Qingzhang Xu, Bingru Huang, and Zhaolong Wang
Heat injury in creeping bentgrass (Agrostis stolonifera var. palustris Huds) has been associated with decreases in carbohydrate availability. Extending light duration may increase carbohydrate availability and thus improve growth of creeping bentgrass under heat stress. The objective of this study was to investigate whether turf performance and carbohydrate status could be improved by extending daily light duration for creeping bentgrass exposed to supraoptimal temperature conditions. `Penncross' plants were initially grown in growth chambers set at a day/night temperature of 20/15 °C and 14-hour photoperiod and then exposed to a day/night temperature of 33/28 °C (heat stress) and three different light durations: 14 (control), 18, and 22 hours (extended light duration) for 30 days. Turf quality and tiller density decreased with the duration of heat stress, as compared to the initial level at 20 °C, regardless of the light duration. However, both parameters increased with extended light duration from 14 to 18 or 22 hours.
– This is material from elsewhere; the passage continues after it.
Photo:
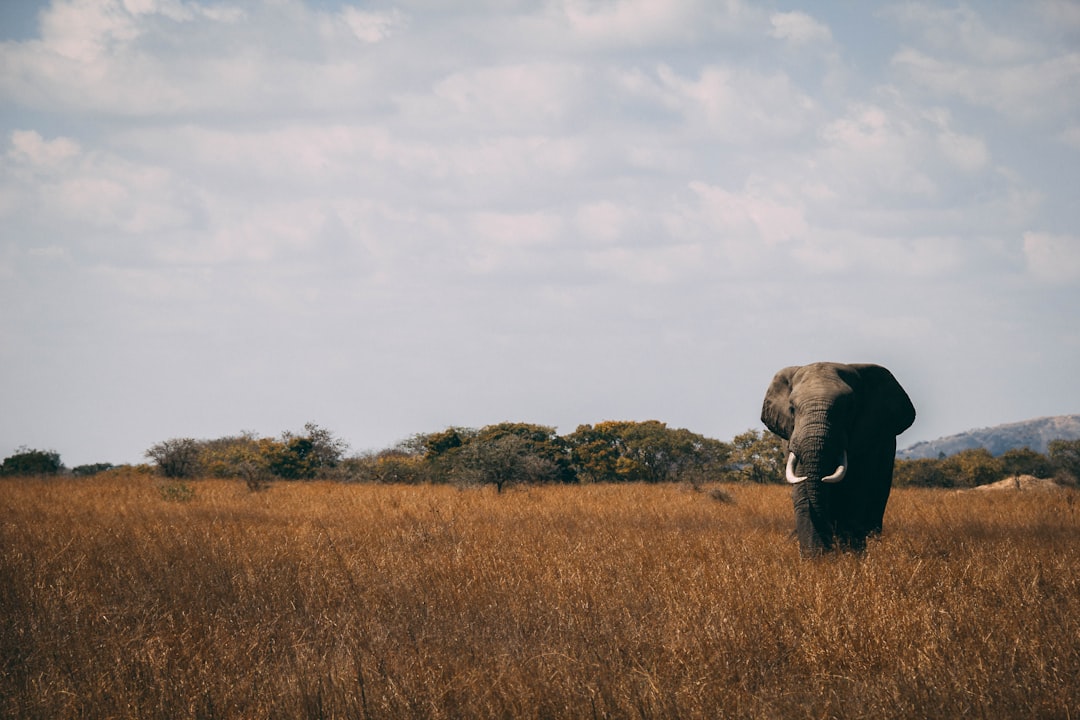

Extended light duration, particularly to 22 hours, also improved canopy net photosynthetic rate from -1.26 to 0.39 μmol·m-2·s-1 and daily total amount of carbon assimilation from -6.4 to 31.0 mmol·m-2·d-1, but reduced daily total amount of carbon loss or consumption to 50% through dark respiration compared to 14 hours treatment by the end of experiment. In addition, extending light duration from 14 to 22 hours increased water-soluble carbohydrate content in leaves both at the end of light duration and the dark period. These results demonstrated that extending light duration improved turf performance of creeping bentgrass under heat stress, as manifested by the increased tiller density and turf quality. This could be related to the increased carbohydrate production and accumulation. Supplemental lighting could be used to improve performance if creeping bentgrass is suffering from heat stress.